P5862 [IOI 2015] sorting

Aizhan has a sequence $S[0],S[1],\cdots,S[N-1]$ consisting of $N$ distinct integers, where $S[i]$ is in the range $[0,N-1]$. Aizhan tries to sort this sequence in increasing order by swapping some pairs of elements. Aizhan’s friend Ermek also wants to swap some pairs of elements, and Ermek’s swaps may not help Aizhan sort the sequence. Ermek and Aizhan plan to modify this sequence through several rounds. In each round, Ermek makes one swap first, and then Aizhan makes another swap. More precisely, the person who performs a swap chooses two valid indices and swaps the elements at those indices. Note that the two indices may be the same. If they are equal, it is a swap of an element with itself and does not change the sequence. Aizhan knows that Ermek does not care about sorting the sequence $S$. She also knows which indices Ermek will choose. Ermek plans to take part in $M$ rounds of swaps, numbered from $0$ to $M-1$. For each $i$ between $0$ and $M-1$, in round $i$, Ermek will swap the elements at indices $X[i]$ and $Y[i]$. Aizhan wants to sort the sequence $S$ in increasing order. Before each round, if Aizhan sees that the current sequence is already sorted in increasing order, she will stop the sorting process. Given the initial sequence $S$ and the indices Ermek will choose, you need to find a sequence of swaps so that Aizhan can finish sorting $S$. In addition, in some subtasks, you also need to find a swap sequence that is as short as possible. The problem guarantees that $S$ can be sorted in $M$ or fewer rounds. Note that if Aizhan finds that after Ermek’s swap, the sequence $S$ is already sorted, then Aizhan may choose to swap two identical indices (for example $0$ and $0$). This way, $S$ is still sorted after this round, and Aizhan’s goal is achieved. Also, if the initial sequence $S$ is already sorted, then the minimum number of sorting rounds needed is $0$.

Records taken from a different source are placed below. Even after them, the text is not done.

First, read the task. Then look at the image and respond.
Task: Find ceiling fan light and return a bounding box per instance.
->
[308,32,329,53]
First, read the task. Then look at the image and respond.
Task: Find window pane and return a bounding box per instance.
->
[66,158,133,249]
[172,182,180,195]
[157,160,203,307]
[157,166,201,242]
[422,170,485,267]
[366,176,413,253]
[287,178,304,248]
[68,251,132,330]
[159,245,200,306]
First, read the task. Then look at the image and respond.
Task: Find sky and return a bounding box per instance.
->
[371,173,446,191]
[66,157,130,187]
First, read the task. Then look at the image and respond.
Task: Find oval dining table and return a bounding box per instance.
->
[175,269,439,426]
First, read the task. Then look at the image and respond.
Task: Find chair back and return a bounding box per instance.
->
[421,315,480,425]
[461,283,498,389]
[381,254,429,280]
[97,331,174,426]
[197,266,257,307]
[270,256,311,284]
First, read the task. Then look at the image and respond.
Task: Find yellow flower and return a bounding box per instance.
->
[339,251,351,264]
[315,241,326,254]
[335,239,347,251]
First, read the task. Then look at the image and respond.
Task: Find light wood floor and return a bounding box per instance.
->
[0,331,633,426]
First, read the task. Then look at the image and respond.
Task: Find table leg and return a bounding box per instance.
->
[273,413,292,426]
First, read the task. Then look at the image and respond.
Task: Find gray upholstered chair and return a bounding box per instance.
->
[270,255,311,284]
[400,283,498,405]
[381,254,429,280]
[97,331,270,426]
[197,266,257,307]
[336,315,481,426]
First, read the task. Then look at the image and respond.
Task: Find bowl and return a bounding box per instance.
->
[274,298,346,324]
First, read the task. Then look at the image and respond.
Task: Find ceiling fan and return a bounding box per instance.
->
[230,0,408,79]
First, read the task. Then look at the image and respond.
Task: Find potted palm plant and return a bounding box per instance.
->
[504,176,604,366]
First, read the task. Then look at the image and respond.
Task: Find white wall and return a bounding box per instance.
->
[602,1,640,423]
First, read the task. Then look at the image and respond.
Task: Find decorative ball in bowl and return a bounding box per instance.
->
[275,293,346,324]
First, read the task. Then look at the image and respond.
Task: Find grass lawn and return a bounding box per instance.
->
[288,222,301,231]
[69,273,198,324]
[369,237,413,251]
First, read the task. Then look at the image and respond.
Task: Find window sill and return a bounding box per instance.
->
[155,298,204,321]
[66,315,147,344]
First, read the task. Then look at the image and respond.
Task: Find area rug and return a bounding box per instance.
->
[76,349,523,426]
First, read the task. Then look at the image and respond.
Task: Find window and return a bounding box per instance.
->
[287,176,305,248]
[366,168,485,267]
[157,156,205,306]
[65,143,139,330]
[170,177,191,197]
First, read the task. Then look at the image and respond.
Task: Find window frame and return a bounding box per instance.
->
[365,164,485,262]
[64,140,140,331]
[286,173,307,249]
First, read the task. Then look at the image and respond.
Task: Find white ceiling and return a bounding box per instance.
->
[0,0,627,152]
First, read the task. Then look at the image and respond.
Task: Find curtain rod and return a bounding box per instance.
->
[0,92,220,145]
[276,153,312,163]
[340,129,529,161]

- Line $1$ contains a positive integer $N$, the length of the sequence $S$. - Line $2$ contains $N$ positive integers $S[0],\cdots,S[N-1]$, the initial sequence $S$. - Line $3$ contains a positive integer $M$, the number of swaps Ermek plans to perform. - Lines $4$ to $M+3$ each contain two positive integers $X[i]$, $Y[i]$, meaning that for $0\le i\le M-1$, in round $i$, Ermek plans to swap the elements at indices $X[i]$ and $Y[i]$.

- Line $1$: the length of the swap sequence $R$. - Line $2+i$ ($0\le i < R$): $P[i]$, $Q[i]$. Note: $P$ and $Q$ are two integer arrays. Use these two arrays to report one possible swap sequence with which Aizhan can finish sorting $S$. Suppose the length of this swap sequence is $R$. For each $i$ from $0$ to $R-1$, the indices Aizhan chooses in round $i$ will be stored in $P[i]$ and $Q[i]$. You may assume that arrays $P$ and $Q$ have each been allocated $M$ elements.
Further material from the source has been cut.